Caregiver stress, along with survivor's guilt, has played a large role in the lives of those who have survived the decades without contracting HIV. One program addressing such issues is the Kairos program at Shanti, a counseling service available to anyone who cares for someone with a terminal illness. The program helps those caregivers deal with the difficult psychological and emotional issues that often accompany the process of caregiving, and it also steps in to offer grief counseling to those dealing with issues of loss.

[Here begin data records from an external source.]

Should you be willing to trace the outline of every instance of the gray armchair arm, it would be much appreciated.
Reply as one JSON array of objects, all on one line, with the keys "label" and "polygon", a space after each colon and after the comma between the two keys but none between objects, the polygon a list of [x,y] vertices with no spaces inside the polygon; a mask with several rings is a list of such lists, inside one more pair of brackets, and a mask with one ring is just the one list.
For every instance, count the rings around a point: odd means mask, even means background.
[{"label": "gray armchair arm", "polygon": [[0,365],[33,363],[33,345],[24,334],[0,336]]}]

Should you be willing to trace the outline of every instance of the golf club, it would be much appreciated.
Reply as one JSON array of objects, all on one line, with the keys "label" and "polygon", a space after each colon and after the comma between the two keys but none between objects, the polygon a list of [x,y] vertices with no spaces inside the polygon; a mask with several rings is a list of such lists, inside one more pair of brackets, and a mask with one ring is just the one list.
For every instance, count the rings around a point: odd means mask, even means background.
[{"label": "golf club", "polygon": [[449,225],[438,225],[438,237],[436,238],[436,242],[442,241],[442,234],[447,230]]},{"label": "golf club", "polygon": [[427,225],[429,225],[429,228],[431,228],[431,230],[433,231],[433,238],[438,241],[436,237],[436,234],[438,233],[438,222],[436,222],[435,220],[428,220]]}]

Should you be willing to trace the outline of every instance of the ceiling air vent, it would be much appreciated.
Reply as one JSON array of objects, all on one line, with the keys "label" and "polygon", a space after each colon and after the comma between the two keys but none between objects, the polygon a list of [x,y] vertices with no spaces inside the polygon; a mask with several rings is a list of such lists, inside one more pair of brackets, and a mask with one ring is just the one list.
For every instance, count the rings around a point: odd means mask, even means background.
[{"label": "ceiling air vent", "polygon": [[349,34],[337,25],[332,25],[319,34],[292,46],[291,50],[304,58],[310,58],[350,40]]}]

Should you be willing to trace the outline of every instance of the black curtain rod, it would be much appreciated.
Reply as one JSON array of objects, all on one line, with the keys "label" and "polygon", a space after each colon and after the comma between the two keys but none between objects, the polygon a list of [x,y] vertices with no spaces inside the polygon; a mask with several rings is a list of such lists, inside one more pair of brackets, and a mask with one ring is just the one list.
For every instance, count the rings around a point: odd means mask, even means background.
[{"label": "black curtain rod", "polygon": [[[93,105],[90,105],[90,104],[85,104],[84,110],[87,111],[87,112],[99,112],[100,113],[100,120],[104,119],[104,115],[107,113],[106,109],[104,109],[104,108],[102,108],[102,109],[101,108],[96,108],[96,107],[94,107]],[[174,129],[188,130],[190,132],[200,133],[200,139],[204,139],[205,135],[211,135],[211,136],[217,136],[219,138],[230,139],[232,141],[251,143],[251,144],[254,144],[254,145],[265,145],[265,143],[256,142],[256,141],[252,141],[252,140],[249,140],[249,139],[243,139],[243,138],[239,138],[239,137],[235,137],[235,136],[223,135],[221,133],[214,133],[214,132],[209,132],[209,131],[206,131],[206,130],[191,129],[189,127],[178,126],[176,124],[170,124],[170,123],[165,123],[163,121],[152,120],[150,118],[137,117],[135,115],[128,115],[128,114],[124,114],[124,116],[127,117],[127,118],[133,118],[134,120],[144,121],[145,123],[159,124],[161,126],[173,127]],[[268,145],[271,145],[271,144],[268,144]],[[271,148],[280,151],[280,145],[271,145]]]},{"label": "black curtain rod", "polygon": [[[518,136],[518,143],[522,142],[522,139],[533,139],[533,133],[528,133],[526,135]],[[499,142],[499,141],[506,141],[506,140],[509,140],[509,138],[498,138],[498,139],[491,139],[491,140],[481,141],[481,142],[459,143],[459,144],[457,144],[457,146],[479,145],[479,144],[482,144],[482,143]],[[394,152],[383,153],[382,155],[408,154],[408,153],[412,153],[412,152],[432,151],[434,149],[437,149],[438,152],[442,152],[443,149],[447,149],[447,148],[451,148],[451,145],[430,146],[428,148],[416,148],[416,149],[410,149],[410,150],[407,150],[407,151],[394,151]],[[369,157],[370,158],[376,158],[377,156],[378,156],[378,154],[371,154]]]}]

But on the other end of the spectrum are those HIV-negatives who have never seen a friend or loved one die. For these men, prevention is much more difficult; not only is the incentive to stay healthy not as evident, but the task of staying negative still tends to rest entirely with them.
"For the positives, there were all types of support programs affirming their lives," recalled Chuck, the San Francisco man who recently seroconverted. "For the negatives, we were supposed to stay negative, but at the same time we were vilified for trying to limit our encounters to other negatives or to safer practices."
Recognizing that HIV-positive people are living longer has required a shift in thinking that negatives remain solely responsible for themselves, according to Stop AIDS's Gibson.
"Both positives and negatives are interacting in a way we didn't have to before," said Gibson. "HIV-positive men are living healthy lives, which include sex. That didn't used to be an option for a lot of guys, but 20 years later it affects everything."
The recent "prevention for positives" shift - as seen in efforts like last year's "HIV Stops With Me" advertisement campaign funded in large part by the San Francisco Department of Public Health - addresses some of these issues. And giving some of the prevention obligations to positives may help with the HIV-negative identity as one of all responsibility and no fun.
For Gibson, all these changes mean that the HIV-negative person should occupy center stage in the next round of in-your-face activism.
"It's 2001 and federal money still is abstinence-based and cannot be used to promote [safer] sexual activity," said Gibson. "These are the things we should be fighting."